Davalı doktorun bu rahatsızlıkları ilk muayene tutanağında belirtmediği ifade edilen kararda, davalı hastane çalışanlarınca düzenlenen ve dosyaya sunulan tıbbi müdahale hakkında hastanın bilgilendirilmesi ve rızasının alınmasına dair formun da bu ameliyat için yetersiz olduğuna dikkat çekildi.

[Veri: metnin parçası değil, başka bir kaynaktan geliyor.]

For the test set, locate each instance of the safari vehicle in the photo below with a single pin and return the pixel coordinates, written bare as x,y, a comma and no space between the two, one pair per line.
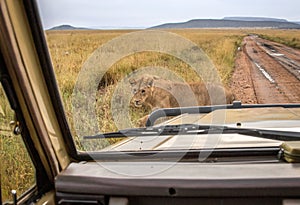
251,156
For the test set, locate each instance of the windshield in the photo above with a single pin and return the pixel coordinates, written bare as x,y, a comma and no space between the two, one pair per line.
118,61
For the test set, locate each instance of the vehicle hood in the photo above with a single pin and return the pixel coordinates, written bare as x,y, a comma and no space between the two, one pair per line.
285,119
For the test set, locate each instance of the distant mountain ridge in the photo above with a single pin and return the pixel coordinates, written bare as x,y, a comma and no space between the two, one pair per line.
227,23
239,18
67,27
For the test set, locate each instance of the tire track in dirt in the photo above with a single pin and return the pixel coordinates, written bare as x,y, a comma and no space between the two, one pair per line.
250,82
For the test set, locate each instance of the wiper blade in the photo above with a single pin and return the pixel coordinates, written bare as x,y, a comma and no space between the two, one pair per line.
194,129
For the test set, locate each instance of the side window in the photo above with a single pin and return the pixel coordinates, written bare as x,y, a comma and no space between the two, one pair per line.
17,170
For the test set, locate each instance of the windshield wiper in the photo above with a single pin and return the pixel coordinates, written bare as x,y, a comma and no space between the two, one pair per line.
194,129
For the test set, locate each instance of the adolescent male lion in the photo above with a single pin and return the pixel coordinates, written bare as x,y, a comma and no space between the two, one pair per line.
158,93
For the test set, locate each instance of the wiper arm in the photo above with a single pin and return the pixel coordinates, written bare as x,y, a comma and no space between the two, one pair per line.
194,129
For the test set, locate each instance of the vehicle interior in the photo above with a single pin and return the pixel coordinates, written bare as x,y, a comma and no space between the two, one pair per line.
230,153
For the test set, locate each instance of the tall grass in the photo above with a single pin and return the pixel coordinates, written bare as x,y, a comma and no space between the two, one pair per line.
17,170
70,49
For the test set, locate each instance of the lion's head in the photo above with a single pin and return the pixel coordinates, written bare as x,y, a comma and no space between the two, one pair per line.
142,89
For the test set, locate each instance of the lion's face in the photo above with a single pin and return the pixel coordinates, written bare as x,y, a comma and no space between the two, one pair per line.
141,89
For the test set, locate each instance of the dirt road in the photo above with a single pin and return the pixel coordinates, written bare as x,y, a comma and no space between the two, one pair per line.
266,72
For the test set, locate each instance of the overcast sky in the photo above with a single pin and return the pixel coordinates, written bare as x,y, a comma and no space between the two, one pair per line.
141,13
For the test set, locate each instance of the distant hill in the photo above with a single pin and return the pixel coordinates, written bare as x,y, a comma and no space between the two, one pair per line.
222,23
67,27
237,18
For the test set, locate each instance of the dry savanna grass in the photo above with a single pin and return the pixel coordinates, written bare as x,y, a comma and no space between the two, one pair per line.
70,49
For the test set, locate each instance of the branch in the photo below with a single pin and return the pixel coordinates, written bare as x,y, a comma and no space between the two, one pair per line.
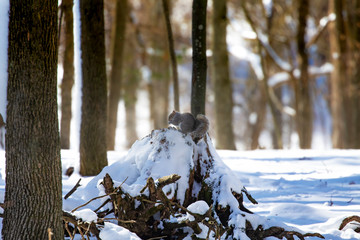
264,43
73,189
320,29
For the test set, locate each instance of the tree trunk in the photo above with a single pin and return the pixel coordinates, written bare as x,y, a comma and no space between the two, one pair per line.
354,26
93,112
304,114
131,82
160,71
222,82
68,79
33,168
199,68
172,54
116,71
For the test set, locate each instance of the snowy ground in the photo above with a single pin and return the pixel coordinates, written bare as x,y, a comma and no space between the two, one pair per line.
311,190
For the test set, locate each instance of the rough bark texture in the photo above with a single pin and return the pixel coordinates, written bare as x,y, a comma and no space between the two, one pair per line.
304,114
33,169
116,71
68,79
93,119
222,82
199,68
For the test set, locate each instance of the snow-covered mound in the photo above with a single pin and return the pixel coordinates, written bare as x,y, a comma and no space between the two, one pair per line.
162,153
207,190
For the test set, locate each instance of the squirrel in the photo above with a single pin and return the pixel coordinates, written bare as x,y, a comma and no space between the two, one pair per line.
187,123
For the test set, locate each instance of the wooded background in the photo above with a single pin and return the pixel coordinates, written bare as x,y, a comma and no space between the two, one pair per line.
291,77
280,74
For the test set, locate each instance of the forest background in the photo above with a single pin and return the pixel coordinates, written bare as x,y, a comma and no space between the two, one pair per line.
292,68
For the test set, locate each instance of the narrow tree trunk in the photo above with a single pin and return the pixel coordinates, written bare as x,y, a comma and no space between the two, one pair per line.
33,168
116,71
304,114
131,82
93,119
199,68
354,26
338,76
172,55
68,79
222,82
160,71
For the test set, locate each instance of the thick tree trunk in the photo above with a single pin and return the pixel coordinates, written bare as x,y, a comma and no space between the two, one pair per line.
93,119
199,68
304,114
116,71
68,79
33,169
222,82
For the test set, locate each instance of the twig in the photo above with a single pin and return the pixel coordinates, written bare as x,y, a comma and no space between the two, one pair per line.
117,219
98,197
73,189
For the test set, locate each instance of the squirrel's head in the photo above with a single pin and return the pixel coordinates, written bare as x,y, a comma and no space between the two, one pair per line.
174,118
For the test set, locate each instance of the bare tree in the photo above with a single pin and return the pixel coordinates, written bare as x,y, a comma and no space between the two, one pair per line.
222,81
116,71
199,68
33,205
68,79
172,54
303,103
94,95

Kararda, şu tespitlere yer verildi:
"Yapılan bu açıklamalara göre, mevcut rahatsızlıkları nedeniyle karşılaşılabilecek komplikasyonlar ve içeriklerinin davalı doktor tarafından bildirilmediği, dolayısıyla risk aydınlatılmasının yapılmadığı, öte yandan hükme esas alınan bilirkişi raporunda yetersiz olduğu bildirilen ve davalı hastane çalışanları tarafından düzenlenen formun içeriğinden de yapılacak ameliyatla ilgili standart bilgilendirmenin hasta yerine oğluna yapıldığı anlaşılmaktadır. Şu halde, davacının hastasına karşı davalı doktorun işini sadakat ve özenle yerine getirmediği, yapılan tıbbi müdahaleye bağlı olarak gerçekleşen ölüm olayı nedeniyle davalı doktorun ve istihdam eden sıfatıyla hastanenin de sorumlu olduğu anlaşılmaktadır."